Как и синтетическая рубашка на пузе Рея, Дрессировочный дом едва не лопается: наверху бухает техно — бум, бум, бум; на кухне хихикают девчонки, сравнивая свой маникюр; Ненавистница скармливает стиральной машине банные полотенца и постельное белье; две девочки в похожих шлепанцах шепчутся и смеются над порножурналом «Грудастые».
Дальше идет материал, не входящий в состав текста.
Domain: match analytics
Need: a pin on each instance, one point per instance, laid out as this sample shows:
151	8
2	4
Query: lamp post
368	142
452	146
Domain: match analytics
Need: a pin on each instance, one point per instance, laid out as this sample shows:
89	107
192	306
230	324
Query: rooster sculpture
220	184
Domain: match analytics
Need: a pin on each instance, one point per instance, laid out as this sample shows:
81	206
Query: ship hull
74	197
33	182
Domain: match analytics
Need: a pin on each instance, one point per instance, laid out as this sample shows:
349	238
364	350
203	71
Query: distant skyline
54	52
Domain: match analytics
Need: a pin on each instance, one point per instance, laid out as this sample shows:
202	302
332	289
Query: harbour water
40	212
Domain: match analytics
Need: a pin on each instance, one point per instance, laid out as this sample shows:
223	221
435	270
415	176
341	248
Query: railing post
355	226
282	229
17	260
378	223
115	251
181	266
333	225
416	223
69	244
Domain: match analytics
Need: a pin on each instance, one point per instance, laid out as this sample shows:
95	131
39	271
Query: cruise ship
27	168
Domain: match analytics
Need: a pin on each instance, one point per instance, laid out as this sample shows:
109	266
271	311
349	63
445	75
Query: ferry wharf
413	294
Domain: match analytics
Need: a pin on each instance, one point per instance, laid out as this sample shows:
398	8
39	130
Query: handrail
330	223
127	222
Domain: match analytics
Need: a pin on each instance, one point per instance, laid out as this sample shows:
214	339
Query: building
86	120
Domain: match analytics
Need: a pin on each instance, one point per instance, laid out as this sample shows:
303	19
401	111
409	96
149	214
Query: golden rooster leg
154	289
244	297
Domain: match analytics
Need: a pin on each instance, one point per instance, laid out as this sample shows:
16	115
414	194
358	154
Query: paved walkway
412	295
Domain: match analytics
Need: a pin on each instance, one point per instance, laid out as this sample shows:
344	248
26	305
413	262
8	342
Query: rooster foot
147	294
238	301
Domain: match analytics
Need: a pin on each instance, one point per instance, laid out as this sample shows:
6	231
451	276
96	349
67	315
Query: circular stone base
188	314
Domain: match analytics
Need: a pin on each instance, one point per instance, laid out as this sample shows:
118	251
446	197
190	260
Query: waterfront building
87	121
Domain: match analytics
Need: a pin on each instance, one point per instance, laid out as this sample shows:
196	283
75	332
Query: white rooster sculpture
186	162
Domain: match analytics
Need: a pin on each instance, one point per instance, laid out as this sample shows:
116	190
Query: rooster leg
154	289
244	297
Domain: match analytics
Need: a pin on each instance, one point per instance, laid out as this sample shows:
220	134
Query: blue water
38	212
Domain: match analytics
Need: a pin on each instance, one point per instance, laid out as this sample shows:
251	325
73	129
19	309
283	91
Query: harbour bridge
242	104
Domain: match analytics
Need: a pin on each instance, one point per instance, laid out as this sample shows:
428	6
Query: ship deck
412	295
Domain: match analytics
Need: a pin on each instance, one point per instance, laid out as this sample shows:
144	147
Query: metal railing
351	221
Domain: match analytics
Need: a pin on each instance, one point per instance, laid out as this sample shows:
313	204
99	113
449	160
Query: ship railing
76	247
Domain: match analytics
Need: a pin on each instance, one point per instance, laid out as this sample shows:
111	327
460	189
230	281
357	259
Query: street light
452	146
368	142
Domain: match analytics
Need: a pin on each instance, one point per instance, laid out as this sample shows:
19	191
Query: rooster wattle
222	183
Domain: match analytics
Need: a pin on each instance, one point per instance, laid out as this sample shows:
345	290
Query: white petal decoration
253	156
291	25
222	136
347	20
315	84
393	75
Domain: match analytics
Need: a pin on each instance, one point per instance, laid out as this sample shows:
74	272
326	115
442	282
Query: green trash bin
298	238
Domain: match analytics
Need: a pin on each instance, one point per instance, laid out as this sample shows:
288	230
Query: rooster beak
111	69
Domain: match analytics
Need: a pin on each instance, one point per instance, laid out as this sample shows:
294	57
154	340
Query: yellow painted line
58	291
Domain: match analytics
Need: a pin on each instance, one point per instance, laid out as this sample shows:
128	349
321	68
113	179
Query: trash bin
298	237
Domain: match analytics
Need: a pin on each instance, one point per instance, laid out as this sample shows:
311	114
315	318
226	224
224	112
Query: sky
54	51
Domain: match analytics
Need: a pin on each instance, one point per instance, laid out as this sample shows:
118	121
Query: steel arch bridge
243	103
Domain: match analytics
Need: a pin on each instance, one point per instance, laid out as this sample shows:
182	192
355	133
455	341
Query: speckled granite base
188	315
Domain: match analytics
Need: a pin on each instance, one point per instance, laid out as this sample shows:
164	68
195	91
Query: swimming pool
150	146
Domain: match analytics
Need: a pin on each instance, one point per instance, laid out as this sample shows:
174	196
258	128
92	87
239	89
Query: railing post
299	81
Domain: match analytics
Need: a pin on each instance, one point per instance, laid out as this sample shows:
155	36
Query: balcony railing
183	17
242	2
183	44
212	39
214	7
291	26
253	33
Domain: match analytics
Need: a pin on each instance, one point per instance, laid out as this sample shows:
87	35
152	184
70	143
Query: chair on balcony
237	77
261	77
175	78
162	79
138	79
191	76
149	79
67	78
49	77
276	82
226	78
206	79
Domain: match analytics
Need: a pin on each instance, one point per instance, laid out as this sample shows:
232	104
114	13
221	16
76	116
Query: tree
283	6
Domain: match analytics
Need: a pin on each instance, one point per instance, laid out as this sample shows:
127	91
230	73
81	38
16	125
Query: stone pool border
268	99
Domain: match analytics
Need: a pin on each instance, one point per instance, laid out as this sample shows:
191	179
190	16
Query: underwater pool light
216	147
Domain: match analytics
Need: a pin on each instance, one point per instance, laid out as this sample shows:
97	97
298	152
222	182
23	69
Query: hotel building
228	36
На верхней площадке лестницы я замечаю Пой-Пой, она раздевает и одевает маленькую плачущую куклу. На ногах девочки — пушистые тапочки, которые велики ей размера на четыре. Я машу ей, но она не машет мне в ответ, все ее внимание сосредоточено на кукле. Глядя на то, как Пой-Пой разговаривает с куклой, я вспоминаю собственные детские разговоры — моей аудиторией были плюшевые мишки и тряпичные куклы, рассаженные на кровати. Они всегда отвечали мне и, естественно, соглашались со мной. Мой отец — зло. «Это верно». Анна слаба. «Это верно». Вот если бы мама была жива. «Нам тоже этого хочется». Будем есть пончики? «Давай!»